Factor scores with missing data!

It is often useful to obtain scores for subjects on the latent variables in a model.

A familiar method is scores from fact.anal. This has several limits: It’s limited to factor models and can’t handle missing data. This tutorial covers both cases briefly, begining with umxEFA.

Factor scores from factor analysis

umx provides umxEFA to conduct exploratory factor analysis, and this supports returning scores for subjects. Unlike fact.anal which doesn’t allow missing data, umxEFA support scores even in data with missing cells.

Like fact.anal, to get scores from umxEFA you simply set scores = "Regression". umxEFA supports alternative methods for computing them.

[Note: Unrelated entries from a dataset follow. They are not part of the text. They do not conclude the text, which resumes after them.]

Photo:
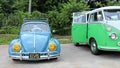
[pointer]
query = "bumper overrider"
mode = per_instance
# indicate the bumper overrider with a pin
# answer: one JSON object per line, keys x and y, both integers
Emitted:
{"x": 42, "y": 55}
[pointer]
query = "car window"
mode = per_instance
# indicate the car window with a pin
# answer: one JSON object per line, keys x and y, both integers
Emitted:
{"x": 35, "y": 27}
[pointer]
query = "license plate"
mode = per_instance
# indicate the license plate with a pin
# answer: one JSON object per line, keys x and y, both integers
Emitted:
{"x": 34, "y": 55}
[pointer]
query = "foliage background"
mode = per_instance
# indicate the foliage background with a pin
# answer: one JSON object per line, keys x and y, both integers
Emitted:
{"x": 58, "y": 12}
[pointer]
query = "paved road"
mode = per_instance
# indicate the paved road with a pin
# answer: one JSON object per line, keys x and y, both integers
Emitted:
{"x": 71, "y": 57}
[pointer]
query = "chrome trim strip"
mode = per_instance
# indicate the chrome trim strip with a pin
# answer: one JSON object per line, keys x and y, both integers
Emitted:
{"x": 34, "y": 43}
{"x": 41, "y": 57}
{"x": 48, "y": 56}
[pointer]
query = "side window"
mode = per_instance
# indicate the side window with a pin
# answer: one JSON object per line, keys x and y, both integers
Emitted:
{"x": 83, "y": 19}
{"x": 91, "y": 18}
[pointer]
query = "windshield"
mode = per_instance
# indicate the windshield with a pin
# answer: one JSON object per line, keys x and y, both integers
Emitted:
{"x": 35, "y": 27}
{"x": 112, "y": 14}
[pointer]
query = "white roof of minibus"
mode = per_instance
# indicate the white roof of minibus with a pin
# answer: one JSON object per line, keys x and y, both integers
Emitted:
{"x": 102, "y": 8}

Here’s a quick 2-factor model of some variables in the built-in mtcars data set:

myVars = c("mpg", "disp", "hp", "wt", "qsec")
x = umxEFA(mtcars[, myVars], factors =   2, rotation = "promax", scores= "Regression")
row F1 F2
1 -0.50791846 -0.18514471
2 -0.33064492 0.06552157
3 -0.94419567 0.50718985
4 -0.15293406 0.65402567
5 0.34436572 -0.60262537
6 0.00162507 0.96319721
7 0.66518005 -1.47386057

Factor scores from arbitrary RAM models.


manifests = names(demoOneFactor)
m1 = umxRAM("OneFactor", data = demoOneFactor,
	umxPath("G", to = manifests),
	umxPath(v.m. = manifests),
	umxPath(v1m0 = "G")

We can compute factor scores thus:

fs = umxFactorScores(m1, 'Regression')
row G
1 -0.17
2 -0.11
3 -2.14
4 -0.16
5 1.11
6 0.11
7 -0.02
8 0.93

Create some missing data and compute factor scores

All the data-points of demoOneFactor are present. Let’s delete 10% from each column at random:

df = demoOneFactor
n = dim(df)[1];
for (i in dim(df)[2]) {
	df[sample(n, .1 * n), i] = NA

Run again with the missing data:

# 1. update model with new data
m2 = mxModel(m1, mxData(df, type = "raw"))
# 2. score factors
fs = umxFactorScores(m2, 'Regression')
umx_round(fs, digits=3)
row G
1 -0.167
2 -0.106
3 -2.137
4 -0.157
5 1.106
6 0.110

Just saved yourself $1000 buying Mplus for factor scores with missing data!